Por Ricardo Brito

BRASÍLIA (Reuters) – O relator da CPI da Covid do Senado, Renan Calheiros (MDB-AL), aceitou pedido do senador Alessandro Vieira (Cidadania-SE) para pedir em seu relatório final o indiciamento do senador Luiz Carlos Heinze (PP-RS), decisão essa que foi alvo de críticas de governistas e do presidente da Casa, Rodrigo Pacheco (MG).

Na sessão destinada a votar o parecer de Renan, Alessandro Vieira disse durante sua fala “lamentar muito”, mas apresentou requerimento para indiciar Heinze, que é integrante da comissão, por “disseminar reiteradamente notícias falsas que impactam na vida”. Ao longo da CPI, Heinze fez forte defesa da adoção do tratamento precoce.

“Esta comissão, a ciência, os livros, a imprensa, todos já apresentaram um volume imenso de informações que mostra que esses dados que o senador repete aqui são falsos.

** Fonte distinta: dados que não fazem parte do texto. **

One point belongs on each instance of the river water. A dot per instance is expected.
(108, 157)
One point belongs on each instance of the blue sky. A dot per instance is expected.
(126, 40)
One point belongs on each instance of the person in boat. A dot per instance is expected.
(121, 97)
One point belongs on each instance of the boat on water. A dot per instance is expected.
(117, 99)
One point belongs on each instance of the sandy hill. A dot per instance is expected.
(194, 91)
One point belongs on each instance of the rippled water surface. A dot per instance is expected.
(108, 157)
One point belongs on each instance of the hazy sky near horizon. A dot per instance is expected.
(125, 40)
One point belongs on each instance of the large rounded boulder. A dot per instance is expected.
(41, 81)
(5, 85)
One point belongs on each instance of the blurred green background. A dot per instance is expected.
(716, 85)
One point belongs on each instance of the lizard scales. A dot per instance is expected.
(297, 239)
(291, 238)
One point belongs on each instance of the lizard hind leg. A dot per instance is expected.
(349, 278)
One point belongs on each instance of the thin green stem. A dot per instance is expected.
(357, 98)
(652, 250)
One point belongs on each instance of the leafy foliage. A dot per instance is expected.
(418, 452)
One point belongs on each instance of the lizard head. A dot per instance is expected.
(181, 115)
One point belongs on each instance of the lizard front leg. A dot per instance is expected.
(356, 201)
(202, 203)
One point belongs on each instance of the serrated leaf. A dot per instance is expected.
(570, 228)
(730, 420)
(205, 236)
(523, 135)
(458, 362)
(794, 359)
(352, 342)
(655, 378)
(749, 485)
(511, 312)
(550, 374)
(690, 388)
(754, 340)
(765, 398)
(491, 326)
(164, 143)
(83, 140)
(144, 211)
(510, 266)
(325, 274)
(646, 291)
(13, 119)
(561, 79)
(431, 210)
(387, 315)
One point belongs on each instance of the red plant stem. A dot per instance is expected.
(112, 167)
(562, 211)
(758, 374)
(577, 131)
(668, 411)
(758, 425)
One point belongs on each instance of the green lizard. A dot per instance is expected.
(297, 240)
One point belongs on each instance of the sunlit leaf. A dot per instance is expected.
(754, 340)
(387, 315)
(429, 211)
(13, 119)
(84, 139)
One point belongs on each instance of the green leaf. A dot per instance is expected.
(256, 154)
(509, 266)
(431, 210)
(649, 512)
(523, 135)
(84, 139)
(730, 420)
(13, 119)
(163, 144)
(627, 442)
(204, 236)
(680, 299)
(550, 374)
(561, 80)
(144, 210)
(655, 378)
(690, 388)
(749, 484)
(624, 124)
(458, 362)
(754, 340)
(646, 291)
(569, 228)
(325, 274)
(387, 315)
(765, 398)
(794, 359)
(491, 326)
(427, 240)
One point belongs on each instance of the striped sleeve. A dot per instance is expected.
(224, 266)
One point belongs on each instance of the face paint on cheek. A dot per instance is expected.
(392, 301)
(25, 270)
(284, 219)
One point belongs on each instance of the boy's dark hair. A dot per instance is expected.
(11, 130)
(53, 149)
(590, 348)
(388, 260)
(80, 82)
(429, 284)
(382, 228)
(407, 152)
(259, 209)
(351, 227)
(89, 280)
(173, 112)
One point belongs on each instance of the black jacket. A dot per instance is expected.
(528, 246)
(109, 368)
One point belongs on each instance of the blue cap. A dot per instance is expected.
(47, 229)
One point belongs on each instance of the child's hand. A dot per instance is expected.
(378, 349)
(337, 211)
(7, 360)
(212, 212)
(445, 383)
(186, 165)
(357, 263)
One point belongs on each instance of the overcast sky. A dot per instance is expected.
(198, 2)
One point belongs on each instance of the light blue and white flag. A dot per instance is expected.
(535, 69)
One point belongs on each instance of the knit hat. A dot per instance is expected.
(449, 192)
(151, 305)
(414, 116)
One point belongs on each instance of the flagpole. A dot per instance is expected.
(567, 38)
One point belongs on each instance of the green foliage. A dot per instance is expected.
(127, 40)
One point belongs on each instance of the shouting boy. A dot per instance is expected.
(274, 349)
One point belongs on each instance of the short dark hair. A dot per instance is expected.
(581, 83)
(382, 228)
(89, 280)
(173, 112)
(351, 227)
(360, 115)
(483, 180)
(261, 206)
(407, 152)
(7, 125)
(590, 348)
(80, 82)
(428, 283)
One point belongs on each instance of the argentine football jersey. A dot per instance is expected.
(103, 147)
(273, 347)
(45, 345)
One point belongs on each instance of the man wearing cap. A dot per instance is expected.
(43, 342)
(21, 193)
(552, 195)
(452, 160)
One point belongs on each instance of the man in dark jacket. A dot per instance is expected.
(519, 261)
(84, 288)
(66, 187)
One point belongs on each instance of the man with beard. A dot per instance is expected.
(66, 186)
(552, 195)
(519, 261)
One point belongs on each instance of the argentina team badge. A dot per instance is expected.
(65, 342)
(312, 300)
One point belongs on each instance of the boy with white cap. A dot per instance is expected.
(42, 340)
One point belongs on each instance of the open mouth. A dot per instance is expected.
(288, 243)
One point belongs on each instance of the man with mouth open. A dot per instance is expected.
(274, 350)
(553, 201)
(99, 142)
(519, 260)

Mas, infelizmente, o eleitor do Heinze, lá no interior do Rio Grande do Sul, vai entender que é verdadeiro, porque ele está abrindo a internet e está vendo o senador Heinze repetindo todos os dias, sem nenhuma reprimenda”, disse.

“Esta CPI teve a coragem de pedir o indiciamento do presidente da República, do líder do governo. Não pode fechar os olhos com relação ao comportamento do seu colega parlamentar, senador da República, que repete reiteradamente a mentira como forma de desinformar o cidadão Peço deferimento, senhor relator”, defendeu.

Heinze protestou contra o pedido, mas Renan acolheu, justificando que, apesar das advertências, o senador “reincidiu aqui todos os dias, apresentando estudos falsos, logo negados pela ciência, e pela maneira como incitou ao crime em todos os momentos”. Destacou que ele seria o 81º indiciado pela CPI.

Em nota, o presidente do Senado contestou a decisão. “Nunca interferi e não interferirei nos trabalhos da CPI. Mas, pelo que percebo, considero o indiciamento do senador Heinze um excesso. Mas a decisão é da CPI”, disse Pacheco.

A decisão do relator de incluir Heinze na lista dos pedidos de indiciamento ainda precisará ir à votação.